The sniffer uses a differential mobility spectrometer to measure ions of certain emitted compounds. Different ions, even very similar ones, move differently throughout an electrical field. If you know how they move, you can tune the field to only let certain ions pass through it, Davis said.

“It’s like a tunable ion filter. You can let through the stuff you want to see, or you can have the filter let you see everything that is present,” she said.

The result is a complicated data set that tells scientists what’s being emitted. In the case of a citrus tree, the data would provide evidence of all the metabolic processes happening in that tree — you’d just have to write software to interpret it. That could lead to an all-purpose sniffer that can be trained to recognize just about anything.

Such devices could do wonders for medicine, security and even biometrics.

Scientists have long wondered how dogs’ superior sense of smell helps them identify their owners. We know dogs can smell a lot more than we can — a dog’s nose has more than 220 million receptors, compared with a human’s roughly five million — but we don’t always know what the dogs are smelling.

Yale scientist Juan Fernandez de la Mora and a team from Boecillo Technology Park in Valladolid, Spain, may have an answer.

“Human skin is very special. We transpire more than any other mammal, which provides an effective cooling system to remove heat generated by intense exercise,” Fernandez de la Mora said. “Our ancestors were able to hunt many faster but better-insulated animals by trotting after them until they became too hot to go any further.”

Human skin constantly emits several vapors, including large quantities of lactic acid, best known as a byproduct of exercise, along with smaller quantities of fatty acids released by bacterial activity.

Every person’s emissions seem sufficiently unique to enable recognition, like an olfactory fingerprint. Fernandez de la Mora, a professor of mechanical engineering at Yale and colleagues of the Spanish company SEADM, developed a sniffer that can distinguish those fingerprints. He believes the vapors emitted by human skin and breath allow dogs to recognize their owners and even help mosquitoes choose their human prey.

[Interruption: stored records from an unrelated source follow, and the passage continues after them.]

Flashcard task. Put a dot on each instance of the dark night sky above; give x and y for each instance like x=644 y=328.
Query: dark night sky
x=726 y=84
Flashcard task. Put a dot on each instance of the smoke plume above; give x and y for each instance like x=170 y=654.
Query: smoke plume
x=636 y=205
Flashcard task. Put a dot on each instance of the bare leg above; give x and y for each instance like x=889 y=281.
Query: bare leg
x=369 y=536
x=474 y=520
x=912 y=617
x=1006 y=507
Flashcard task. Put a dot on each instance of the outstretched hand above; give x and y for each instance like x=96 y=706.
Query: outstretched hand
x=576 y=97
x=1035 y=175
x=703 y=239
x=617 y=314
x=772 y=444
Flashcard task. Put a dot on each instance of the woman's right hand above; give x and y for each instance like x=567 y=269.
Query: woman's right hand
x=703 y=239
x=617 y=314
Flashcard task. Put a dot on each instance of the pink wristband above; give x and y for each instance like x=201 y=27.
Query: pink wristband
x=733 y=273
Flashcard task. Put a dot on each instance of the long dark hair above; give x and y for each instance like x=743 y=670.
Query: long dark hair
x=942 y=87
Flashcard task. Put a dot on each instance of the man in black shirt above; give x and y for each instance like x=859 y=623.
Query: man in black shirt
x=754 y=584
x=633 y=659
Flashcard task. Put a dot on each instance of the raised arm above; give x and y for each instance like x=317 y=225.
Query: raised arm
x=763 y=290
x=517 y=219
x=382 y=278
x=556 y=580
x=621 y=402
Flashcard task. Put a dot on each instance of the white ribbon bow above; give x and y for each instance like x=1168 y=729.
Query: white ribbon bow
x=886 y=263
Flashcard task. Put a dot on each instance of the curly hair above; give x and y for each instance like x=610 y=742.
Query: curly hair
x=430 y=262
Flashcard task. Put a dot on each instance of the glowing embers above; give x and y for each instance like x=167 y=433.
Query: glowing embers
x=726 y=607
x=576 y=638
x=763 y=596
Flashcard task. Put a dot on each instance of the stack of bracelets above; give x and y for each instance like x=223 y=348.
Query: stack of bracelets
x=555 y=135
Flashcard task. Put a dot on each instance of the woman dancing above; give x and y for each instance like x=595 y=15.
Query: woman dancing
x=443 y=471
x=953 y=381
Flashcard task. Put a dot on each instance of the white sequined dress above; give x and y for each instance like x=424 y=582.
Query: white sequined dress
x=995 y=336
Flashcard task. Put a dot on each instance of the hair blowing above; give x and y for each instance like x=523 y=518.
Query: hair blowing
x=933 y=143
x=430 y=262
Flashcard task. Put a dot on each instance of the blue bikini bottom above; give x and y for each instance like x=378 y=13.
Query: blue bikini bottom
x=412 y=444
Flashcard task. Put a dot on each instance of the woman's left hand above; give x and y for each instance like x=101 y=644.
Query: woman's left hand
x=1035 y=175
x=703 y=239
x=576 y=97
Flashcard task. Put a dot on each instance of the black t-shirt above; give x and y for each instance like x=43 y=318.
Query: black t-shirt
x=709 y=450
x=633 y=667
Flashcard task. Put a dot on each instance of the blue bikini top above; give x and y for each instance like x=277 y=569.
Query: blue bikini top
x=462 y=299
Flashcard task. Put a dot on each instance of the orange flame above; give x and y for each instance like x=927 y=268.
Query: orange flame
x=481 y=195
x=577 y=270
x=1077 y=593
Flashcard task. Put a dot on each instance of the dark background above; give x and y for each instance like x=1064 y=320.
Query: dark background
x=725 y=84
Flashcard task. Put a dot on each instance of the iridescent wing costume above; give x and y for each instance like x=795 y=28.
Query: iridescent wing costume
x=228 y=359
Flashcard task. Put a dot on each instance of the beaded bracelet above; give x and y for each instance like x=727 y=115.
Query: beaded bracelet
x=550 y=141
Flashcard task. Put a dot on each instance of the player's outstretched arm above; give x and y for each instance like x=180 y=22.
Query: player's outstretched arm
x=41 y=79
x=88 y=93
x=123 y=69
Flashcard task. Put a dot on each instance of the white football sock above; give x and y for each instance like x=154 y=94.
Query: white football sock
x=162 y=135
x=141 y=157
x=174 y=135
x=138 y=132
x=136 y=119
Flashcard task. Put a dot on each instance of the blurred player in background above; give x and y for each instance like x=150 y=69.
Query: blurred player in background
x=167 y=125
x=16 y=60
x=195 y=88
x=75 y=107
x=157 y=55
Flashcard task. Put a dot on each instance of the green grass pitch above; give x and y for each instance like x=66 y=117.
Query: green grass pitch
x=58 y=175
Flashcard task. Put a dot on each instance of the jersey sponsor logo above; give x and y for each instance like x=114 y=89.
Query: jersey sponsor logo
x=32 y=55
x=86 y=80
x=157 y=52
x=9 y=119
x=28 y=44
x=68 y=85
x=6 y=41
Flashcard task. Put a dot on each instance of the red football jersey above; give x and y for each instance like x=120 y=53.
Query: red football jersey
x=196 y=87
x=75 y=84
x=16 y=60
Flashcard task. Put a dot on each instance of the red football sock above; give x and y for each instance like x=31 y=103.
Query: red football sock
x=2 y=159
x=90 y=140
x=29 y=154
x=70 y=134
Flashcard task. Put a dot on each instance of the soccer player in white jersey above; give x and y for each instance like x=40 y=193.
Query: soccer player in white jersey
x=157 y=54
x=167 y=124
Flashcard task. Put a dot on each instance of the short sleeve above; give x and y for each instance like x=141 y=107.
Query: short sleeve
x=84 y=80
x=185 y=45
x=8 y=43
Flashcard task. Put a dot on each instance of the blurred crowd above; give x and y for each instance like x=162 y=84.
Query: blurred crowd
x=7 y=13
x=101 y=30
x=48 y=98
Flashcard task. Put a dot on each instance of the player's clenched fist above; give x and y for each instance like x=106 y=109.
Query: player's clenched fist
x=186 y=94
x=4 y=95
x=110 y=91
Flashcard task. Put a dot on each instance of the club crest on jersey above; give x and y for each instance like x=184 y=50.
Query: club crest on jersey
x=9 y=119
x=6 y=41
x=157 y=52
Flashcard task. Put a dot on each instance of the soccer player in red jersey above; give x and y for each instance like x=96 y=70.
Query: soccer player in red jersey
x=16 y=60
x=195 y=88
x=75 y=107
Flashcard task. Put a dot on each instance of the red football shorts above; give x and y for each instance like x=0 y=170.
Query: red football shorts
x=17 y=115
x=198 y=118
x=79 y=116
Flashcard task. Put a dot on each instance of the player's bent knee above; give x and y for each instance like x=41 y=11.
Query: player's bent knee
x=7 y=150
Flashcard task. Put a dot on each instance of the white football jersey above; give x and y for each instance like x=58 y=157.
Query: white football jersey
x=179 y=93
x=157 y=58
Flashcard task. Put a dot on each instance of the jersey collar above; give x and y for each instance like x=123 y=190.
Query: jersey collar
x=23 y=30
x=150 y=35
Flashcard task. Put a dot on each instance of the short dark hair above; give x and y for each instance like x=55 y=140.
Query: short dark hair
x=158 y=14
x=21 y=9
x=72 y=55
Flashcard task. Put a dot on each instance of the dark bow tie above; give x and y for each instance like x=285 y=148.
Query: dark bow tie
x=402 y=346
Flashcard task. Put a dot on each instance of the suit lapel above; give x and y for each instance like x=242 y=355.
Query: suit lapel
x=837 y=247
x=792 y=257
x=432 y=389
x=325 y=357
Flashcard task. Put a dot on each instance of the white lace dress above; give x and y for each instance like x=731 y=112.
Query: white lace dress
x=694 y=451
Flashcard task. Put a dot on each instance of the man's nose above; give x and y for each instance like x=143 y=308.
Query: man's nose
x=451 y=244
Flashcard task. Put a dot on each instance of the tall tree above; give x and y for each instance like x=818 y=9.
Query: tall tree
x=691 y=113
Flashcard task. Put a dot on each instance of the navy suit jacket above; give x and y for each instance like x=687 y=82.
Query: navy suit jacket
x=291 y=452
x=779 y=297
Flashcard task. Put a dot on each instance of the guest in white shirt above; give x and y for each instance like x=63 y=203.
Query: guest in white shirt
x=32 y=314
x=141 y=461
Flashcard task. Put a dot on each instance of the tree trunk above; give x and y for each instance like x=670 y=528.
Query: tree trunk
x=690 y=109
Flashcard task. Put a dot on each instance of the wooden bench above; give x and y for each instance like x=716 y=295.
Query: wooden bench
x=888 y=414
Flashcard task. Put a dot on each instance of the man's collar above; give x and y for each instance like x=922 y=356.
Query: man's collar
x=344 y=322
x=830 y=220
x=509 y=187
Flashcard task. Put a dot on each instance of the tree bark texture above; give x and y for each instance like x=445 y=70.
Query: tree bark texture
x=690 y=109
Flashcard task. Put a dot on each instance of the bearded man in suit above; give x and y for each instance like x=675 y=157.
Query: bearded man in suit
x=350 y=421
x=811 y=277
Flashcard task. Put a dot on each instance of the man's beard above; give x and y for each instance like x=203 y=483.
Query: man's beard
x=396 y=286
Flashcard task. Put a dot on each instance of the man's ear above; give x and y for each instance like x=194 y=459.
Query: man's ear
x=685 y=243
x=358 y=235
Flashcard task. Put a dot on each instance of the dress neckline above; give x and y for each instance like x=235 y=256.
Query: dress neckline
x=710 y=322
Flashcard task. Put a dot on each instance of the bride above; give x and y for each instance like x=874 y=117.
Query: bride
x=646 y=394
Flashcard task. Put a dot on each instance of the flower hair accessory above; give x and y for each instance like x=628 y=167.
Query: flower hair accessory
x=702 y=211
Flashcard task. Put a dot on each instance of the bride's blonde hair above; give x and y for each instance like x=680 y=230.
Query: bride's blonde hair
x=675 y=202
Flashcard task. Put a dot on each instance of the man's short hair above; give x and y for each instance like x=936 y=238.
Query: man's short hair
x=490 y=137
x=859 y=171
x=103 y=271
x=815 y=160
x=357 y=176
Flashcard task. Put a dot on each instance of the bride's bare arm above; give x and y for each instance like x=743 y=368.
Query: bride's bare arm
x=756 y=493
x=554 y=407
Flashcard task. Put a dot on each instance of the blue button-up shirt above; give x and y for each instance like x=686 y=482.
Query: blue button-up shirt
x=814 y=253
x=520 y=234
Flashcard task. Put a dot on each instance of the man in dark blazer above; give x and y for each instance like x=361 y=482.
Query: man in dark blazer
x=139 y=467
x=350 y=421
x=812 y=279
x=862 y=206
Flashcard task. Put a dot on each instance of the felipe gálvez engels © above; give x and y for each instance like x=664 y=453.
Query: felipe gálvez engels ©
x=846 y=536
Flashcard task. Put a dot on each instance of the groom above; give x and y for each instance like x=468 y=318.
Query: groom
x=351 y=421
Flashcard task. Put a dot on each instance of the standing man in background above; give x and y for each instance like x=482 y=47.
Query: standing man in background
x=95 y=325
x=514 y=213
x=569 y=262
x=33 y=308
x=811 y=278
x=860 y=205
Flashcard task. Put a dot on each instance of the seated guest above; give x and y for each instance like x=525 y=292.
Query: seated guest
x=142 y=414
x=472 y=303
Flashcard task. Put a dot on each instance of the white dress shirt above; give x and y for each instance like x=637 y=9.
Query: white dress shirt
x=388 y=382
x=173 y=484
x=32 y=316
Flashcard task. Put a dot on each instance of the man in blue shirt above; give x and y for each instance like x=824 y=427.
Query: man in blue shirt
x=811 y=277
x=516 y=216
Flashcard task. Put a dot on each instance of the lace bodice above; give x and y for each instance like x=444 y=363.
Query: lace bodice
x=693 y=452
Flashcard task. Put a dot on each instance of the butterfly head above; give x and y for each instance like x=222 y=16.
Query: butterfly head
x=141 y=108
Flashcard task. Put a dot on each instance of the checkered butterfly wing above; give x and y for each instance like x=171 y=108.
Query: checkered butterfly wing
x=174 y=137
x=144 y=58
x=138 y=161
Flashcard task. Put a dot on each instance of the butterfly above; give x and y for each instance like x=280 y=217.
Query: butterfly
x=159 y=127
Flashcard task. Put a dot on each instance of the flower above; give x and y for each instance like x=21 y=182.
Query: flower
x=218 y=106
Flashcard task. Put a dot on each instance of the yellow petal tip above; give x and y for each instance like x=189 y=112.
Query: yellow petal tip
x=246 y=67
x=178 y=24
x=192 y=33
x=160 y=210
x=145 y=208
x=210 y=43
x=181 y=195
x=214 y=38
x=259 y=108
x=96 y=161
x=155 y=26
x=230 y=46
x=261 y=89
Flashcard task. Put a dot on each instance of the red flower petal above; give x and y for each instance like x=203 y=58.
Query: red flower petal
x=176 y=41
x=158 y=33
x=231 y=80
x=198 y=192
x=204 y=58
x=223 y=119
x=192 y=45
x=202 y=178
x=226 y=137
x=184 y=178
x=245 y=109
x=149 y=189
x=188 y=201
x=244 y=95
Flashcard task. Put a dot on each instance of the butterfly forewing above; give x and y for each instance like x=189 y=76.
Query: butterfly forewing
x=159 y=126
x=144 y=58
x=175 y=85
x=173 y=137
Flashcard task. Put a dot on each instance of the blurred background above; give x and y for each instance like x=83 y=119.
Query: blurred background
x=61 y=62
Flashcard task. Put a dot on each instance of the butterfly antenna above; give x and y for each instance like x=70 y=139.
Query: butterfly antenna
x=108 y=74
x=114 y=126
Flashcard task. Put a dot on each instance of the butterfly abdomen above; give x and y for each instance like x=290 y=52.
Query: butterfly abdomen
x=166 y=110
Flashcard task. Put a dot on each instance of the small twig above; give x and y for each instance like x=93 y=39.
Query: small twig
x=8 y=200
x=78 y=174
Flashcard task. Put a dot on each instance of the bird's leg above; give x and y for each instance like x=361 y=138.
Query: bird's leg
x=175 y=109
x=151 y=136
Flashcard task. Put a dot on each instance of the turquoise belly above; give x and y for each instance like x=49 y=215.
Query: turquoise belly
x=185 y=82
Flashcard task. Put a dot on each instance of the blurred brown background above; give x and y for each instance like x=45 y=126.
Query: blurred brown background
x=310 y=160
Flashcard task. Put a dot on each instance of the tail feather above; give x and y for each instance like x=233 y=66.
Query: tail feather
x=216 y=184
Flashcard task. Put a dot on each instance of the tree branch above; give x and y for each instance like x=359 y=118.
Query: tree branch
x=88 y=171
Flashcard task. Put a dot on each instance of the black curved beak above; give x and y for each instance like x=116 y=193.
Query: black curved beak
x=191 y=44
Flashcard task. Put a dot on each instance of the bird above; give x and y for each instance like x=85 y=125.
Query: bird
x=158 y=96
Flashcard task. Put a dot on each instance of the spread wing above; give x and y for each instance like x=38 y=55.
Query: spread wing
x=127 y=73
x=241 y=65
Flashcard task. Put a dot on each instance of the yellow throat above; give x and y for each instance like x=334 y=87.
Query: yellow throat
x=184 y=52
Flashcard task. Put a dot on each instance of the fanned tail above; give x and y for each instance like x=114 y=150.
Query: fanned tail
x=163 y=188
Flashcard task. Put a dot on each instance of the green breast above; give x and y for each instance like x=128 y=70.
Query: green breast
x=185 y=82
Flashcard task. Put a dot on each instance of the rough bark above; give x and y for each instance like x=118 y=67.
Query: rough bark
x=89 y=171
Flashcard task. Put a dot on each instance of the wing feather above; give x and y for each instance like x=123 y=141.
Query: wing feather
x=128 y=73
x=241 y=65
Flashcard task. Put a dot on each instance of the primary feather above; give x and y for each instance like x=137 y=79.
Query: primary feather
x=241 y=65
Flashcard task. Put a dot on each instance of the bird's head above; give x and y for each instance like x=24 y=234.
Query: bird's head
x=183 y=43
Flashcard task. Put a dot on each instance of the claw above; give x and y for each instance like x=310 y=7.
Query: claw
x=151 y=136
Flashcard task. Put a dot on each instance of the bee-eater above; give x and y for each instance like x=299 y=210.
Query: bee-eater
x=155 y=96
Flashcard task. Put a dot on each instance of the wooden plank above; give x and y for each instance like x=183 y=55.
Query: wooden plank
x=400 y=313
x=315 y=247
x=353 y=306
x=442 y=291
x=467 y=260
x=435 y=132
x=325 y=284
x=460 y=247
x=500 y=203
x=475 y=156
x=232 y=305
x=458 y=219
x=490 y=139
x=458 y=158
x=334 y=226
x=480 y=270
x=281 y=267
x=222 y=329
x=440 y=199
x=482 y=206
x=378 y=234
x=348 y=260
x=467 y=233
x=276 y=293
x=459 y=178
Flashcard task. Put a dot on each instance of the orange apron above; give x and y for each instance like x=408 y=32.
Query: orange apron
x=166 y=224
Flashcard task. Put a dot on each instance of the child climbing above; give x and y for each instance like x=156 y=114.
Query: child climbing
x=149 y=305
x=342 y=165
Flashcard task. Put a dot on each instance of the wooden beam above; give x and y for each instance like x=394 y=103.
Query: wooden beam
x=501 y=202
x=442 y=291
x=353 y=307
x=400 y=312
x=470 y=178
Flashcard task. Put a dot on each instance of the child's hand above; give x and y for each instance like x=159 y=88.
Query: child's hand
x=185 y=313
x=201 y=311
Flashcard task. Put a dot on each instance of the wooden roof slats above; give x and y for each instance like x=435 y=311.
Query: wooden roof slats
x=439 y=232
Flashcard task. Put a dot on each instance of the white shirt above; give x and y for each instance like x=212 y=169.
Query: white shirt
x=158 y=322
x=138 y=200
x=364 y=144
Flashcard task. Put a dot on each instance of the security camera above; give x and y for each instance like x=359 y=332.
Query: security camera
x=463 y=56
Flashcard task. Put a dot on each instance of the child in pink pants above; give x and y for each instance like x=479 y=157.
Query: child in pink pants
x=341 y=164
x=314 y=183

The e-nose works by charging the vapors with a spray of charged drops and analyzing the resulting ions with a mass spectrometer. The e-nose can also detect the tiniest amounts of explosives, below a few parts per trillion.

Like so many other breakthroughs, the skin vapor discovery was an accident.

“We were studying negatively charged breath vapors originally, and then we saw a lot of contaminants in the lab. It took us a while to realize these contaminants were produced by people, and they came from the skin of people,” Fernandez de la Mora said. “The fatty acids in both breath and skin stood out over most other vapors.”

With new findings announced every month, the field of e-noses holds plenty of promise.

Davis, whose background includes work in aeronautical engineering, said collaboration is key.

“The people working in this area span a broad range. There are engineers, chemists, medical doctors, plant physiologists — it’s a big big spectrum. It takes all of those people with their unique perspective to help to solve these problems,” she said.